È la filosofia che si sta diffondendo negli Stati Uniti con l’intenzione di ridurre la quantità di rifiuti tessili che ogni anno intasano le discariche della federazione, arrivando a occupare, secondo le statistiche dell’U.S. Environmental Protection Agency (EPA), il 5% di tutti i rifiuti solidi urbani generati nel Paese.
EPA stima che il riciclaggio tessile riguardi attualmente circa 1.600 tonnellate di rifiuti l’anno, pari solamente al 15%, lasciando l’85% di rifiuti tessili nelle discariche.
Secondo Mattias Wallender CEO di USAgain, società di riciclaggio di Denver, la popolazione americana compra abbigliamento in quantità cinque volte maggiore rispetto a quanto faceva nel 1980. E tra il 1999 e il 2009 si è registrato un aumento del 40% nel volume di rifiuti tessili.
“A causa delle produzioni super economiche, i vestiti cadono sempre più velocemente a pezzi e vengono gettati con un ritmo più serrato di un tempo” avverte Heather Rogers, autrice del libro Green Gone Wrong: Come la nostra economia sta minando la rivoluzione ambientale.
Riciclare è il nuovo trend
Raggiungere rifiuti zero entro il 2037 è l’obbiettivo dell’organizzazione no profit Council for Textile Recycling, oltre che dall’intera nazione.
È sempre più in crescita il numero di stati che stanno implementando programmi di riciclaggio post-consumo per favorire la popolazione americana a donare, anziché gettare nella spazzatura, vestiti, scarpe, lenzuola, asciugamani, cinture o altri materiali tessili. Tra questi, New York, New Jersey, Connecticut, Arizona, Massachusetts, Pennsylvania, Washington e Maryland.

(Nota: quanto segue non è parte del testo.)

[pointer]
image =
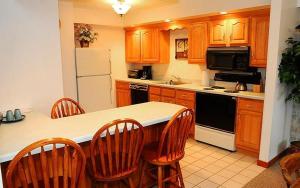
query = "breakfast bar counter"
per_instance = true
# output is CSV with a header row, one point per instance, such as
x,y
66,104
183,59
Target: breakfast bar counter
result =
x,y
81,128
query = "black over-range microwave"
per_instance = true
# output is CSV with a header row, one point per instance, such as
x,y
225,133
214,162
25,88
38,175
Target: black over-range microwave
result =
x,y
228,58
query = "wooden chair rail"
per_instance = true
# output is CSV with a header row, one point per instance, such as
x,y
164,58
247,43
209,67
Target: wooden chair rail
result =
x,y
61,167
116,149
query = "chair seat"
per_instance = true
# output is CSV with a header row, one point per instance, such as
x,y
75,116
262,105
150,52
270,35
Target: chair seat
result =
x,y
150,155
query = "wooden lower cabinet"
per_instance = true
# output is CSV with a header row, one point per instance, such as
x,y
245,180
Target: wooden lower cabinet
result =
x,y
248,125
123,94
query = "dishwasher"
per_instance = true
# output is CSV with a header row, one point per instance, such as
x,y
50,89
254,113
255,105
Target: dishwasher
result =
x,y
139,93
215,120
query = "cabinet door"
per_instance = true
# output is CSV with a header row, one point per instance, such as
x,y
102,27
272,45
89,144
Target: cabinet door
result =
x,y
248,130
133,46
197,43
217,30
150,46
238,29
123,97
259,41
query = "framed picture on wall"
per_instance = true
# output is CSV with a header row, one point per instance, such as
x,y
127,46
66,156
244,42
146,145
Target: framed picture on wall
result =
x,y
181,48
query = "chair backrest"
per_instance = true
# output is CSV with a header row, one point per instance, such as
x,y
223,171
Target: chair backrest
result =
x,y
290,166
66,107
116,149
174,136
63,167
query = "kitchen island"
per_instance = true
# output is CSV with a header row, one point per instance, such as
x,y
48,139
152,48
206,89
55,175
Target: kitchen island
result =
x,y
81,128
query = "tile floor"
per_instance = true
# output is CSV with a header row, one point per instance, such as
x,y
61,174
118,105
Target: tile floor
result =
x,y
205,166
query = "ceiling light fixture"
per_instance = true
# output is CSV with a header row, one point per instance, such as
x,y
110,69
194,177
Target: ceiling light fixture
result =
x,y
121,7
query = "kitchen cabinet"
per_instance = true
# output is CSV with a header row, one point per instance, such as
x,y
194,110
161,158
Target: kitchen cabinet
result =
x,y
248,125
259,40
218,32
123,95
238,29
229,32
147,46
133,46
198,41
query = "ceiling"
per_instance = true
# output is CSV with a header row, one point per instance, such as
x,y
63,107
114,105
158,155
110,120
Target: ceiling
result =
x,y
136,4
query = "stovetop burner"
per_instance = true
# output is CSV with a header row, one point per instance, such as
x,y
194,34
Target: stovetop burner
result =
x,y
218,87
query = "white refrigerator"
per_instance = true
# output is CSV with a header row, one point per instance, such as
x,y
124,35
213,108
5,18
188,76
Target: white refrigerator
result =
x,y
94,82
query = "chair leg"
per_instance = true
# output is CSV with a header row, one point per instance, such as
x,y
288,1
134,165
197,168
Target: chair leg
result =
x,y
179,174
131,184
160,177
144,164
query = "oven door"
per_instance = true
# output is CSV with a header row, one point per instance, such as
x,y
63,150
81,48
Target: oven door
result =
x,y
216,111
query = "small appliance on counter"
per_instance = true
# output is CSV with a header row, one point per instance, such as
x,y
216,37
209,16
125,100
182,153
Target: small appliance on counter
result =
x,y
135,73
241,86
139,93
147,73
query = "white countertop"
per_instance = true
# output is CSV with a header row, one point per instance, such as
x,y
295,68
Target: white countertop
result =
x,y
81,128
198,88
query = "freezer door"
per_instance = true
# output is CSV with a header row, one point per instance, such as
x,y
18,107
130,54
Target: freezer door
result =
x,y
92,61
94,93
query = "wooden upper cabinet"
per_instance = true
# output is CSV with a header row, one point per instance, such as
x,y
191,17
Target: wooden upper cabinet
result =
x,y
150,45
147,46
133,46
218,35
229,32
259,41
238,29
198,39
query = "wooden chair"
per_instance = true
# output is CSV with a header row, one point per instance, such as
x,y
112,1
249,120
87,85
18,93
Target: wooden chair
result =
x,y
66,107
169,150
115,151
290,166
61,167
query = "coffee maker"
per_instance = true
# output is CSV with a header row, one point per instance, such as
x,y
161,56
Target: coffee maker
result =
x,y
147,73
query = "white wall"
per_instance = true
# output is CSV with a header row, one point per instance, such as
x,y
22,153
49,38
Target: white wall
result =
x,y
66,15
30,65
277,113
113,38
110,37
185,8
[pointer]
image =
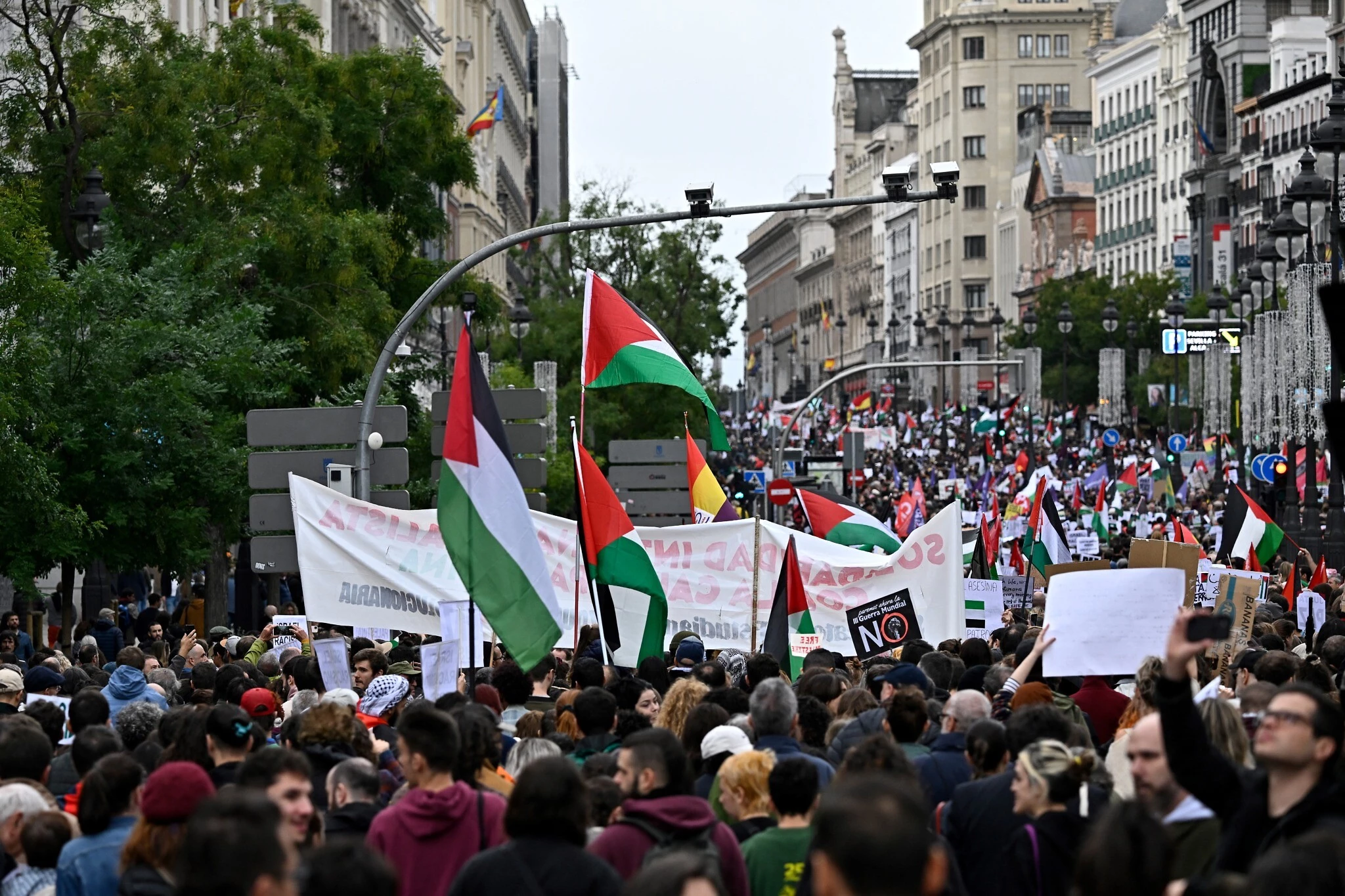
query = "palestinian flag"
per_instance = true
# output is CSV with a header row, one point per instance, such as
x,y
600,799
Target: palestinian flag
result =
x,y
485,522
845,524
615,558
622,345
1048,536
1099,522
709,504
1129,479
1248,527
789,631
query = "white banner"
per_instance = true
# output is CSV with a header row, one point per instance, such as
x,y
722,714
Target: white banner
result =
x,y
369,566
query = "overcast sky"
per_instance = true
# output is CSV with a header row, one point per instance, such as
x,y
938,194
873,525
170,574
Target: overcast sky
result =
x,y
735,92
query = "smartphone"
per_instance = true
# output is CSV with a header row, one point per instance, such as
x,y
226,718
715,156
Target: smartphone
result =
x,y
1212,628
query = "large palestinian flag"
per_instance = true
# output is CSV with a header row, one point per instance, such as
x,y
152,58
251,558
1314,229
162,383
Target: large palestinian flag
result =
x,y
1248,527
485,522
845,524
622,345
789,631
615,557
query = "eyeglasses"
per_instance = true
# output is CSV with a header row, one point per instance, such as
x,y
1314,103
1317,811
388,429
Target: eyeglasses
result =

Abbracciano la causa anche linee di abbigliamento
The North Face ha raggiunto l’obiettivo di offrire il proprio programma di riciclaggio “Clothes The Loop” in tutti i suoi 83 negozi e outlet degli Stati Uniti, aprendo così le porte a tutti coloro che vogliono donare abbigliamento e calzature di qualsiasi marca, purché in buone condizioni.
The North Face stima che riciclando 300 milioni di magliette si eviterebbe l’utilizzo di 8 milioni di ettolitri d’acqua e l’immissione nell’atmosfera di 453 tonnellate di CO2.
L’azienda leader d’abbigliamento sportivo non è sola. Altri nomi a offrire programmi di riciclaggio tessile sono Patagonia, Levis, GAP, Eileen Fisher e H&M.
“Tutto ciò che è pulito e asciutto può essere riutilizzato o riciclato” afferma Jackie King, direttrice esecutiva del gruppo industriale Secondary Materials and Recycled Textiles Association.
Inquinamento e tendenze future
“Non ci sono molti studi sull’impatto che l’abbigliamento ha sul cambiamento climatico, ma una statistica che spicca è che l’industria tessile è responsabile per il 10% dell’emissione globale di CO2” dice Wallender.
Gli Stati Uniti stanno considerando altre misure da utilizzare per far sì che l’industria tessile diventi più ECOsostenibile.
Secondo Susan MacDonald della CottonConnect’s, entro il 2025 il cotone sostenibile non sarà più un’opzione, ma rappresenterà la maggior parte del mercato d’abbigliamento: cotone e poliestere, infatti, le due fibre al momento più utilizzate dall’industria tessile, necessitano per la propria produzione quantità abbondanti di risorse già a rischio come acqua, olio e gas.
Ci vogliono circa 2.650 litri d’acqua per fare crescere il cotone e produrre una maglietta. Il cotone tradizionale è uno dei raccolti che necessita di più acqua e pesticidi. Secondo la Banca Mondiale, il 17-20% d’inquinamento delle acque industriali è dovuto alla tintura e trattamento tessile.
“La popolazione crescente e le abitudini di consumo non saranno più sostenibili al ritmo presente. Avremo bisogno di trovare il modo per migliore l’uso delle materie prime, acqua e terre coltivabili” dice Erin Smith, visiting artist al Dipartimento delle Ricerche di Microsoft.
Per la futura produzione tessile si comincia a considerare l’utilizzo di materiali sostenibili come bambù, lino, canapa, sisal e addirittura ortiche, al fine di consumare meno risorse e ridurre il livello di inquinamento.